Lo Verso lo rende con il cuore in mano, la sua arte scenica è abilmente dissimulata nella simpatia che ricerca e spesso trova intensa fra personaggio e pubblico, utilizzando la sua popolarità di divo del cinema. Un Pirandello più cordiale, molto diverso da quello nero, intellettuale, anti-borghese di regie di qualche decennio fa (penso a quelle di uno dei più originali interpreti pirandelliani, Massimo Castri). Un Pirandello popolare, non tanto filosofo ma affabulatore che dà voce ai cortocircuiti della ragione. E qui scatta la trappola tesa al pubblico, che nello specchio nero dovrebbe decifrare un'immagine di sé, una propria rappresentazione di cosa siamo noi oggi. 
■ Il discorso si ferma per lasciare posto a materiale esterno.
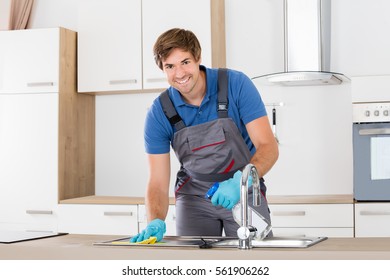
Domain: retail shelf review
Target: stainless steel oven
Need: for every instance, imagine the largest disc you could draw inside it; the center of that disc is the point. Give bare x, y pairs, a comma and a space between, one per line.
371, 151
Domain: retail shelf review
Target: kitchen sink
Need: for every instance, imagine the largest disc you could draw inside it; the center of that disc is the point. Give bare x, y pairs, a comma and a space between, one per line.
219, 242
274, 242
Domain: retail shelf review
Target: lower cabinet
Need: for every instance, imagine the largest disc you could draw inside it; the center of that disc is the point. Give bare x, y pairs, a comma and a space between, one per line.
98, 219
372, 219
170, 220
330, 220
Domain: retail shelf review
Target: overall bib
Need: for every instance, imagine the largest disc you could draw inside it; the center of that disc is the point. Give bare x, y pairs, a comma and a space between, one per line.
209, 152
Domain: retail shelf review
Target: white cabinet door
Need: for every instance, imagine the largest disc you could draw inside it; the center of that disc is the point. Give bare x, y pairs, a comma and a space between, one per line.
159, 16
313, 232
29, 159
98, 219
116, 38
372, 219
109, 45
29, 61
333, 219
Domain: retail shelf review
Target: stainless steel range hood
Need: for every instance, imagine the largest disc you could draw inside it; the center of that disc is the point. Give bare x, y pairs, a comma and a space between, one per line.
307, 27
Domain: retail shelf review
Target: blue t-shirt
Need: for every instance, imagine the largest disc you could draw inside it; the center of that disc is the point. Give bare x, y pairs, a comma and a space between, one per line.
245, 105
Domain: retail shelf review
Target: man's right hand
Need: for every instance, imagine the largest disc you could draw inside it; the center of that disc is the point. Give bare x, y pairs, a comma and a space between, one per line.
155, 228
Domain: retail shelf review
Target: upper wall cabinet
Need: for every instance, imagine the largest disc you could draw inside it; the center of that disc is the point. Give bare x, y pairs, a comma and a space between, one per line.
29, 69
116, 38
109, 45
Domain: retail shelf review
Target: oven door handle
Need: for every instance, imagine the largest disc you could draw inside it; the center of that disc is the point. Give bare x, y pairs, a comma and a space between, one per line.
374, 131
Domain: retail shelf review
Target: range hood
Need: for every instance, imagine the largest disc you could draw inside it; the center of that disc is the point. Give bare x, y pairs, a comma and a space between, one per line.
307, 27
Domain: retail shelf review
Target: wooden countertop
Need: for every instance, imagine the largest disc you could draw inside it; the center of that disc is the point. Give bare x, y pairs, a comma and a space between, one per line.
272, 199
79, 247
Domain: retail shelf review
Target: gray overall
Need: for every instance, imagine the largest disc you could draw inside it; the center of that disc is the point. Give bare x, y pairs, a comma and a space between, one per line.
209, 152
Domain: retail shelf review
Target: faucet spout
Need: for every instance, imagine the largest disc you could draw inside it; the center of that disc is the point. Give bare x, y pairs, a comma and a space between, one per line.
246, 232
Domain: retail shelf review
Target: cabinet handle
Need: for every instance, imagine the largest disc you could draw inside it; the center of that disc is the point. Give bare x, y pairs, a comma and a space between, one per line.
374, 131
156, 80
40, 84
39, 212
289, 213
375, 213
109, 213
119, 82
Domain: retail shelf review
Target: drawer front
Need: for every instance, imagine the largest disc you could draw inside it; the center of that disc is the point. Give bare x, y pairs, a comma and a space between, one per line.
312, 215
313, 232
43, 225
372, 220
98, 219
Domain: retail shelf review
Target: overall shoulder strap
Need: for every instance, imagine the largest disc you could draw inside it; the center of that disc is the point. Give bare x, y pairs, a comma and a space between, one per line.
170, 111
222, 93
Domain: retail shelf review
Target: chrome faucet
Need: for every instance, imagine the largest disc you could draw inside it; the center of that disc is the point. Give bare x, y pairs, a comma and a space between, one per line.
246, 232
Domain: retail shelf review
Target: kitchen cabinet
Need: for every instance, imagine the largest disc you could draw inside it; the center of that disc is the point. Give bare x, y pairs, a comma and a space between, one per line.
170, 220
117, 55
98, 219
23, 52
331, 220
46, 128
28, 161
109, 51
372, 219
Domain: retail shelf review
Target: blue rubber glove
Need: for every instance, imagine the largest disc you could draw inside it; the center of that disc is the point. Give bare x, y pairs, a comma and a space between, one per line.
228, 193
155, 228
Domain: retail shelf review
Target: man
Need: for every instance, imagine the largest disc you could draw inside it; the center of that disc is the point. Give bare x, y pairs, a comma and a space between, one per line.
216, 123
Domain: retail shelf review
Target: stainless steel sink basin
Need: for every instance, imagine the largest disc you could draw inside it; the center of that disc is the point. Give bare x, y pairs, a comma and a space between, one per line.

E allora, caloroso affetto a Pachino per Lo Verso, che qui è di casa. Una partecipazione del pubblico che ha riempito la sala del Politeama, e che magicamente non entra in contraddizione con i bagliori dei cellulari che articolano il privato anche in pubblico, durante lo spettacolo (come Lo Verso ha fatto bonariamente notare nel saluto finale dopo i lunghi applausi). Tutto sta insieme, apparentemente senza contraddizione. Dallo specchio nero l'immagine della nostra moltitudine stenta a prendere forma, più che mai frammentaria. Follia e paradosso non scuotono più nessuno. Per vedere un'immagine simile a noi nello specchio nero, quello che serve è una più dirompente fuga nella ragione, non nella follia. Una ragione che, con la cordialità e l'umanità che Lo Verso mette nella sua interpretazione, ci renda disponibili a comprendere con empatia i centomila, inimmaginabili, disorientanti casi della vita su cui siamo chiamati a prendere posizione.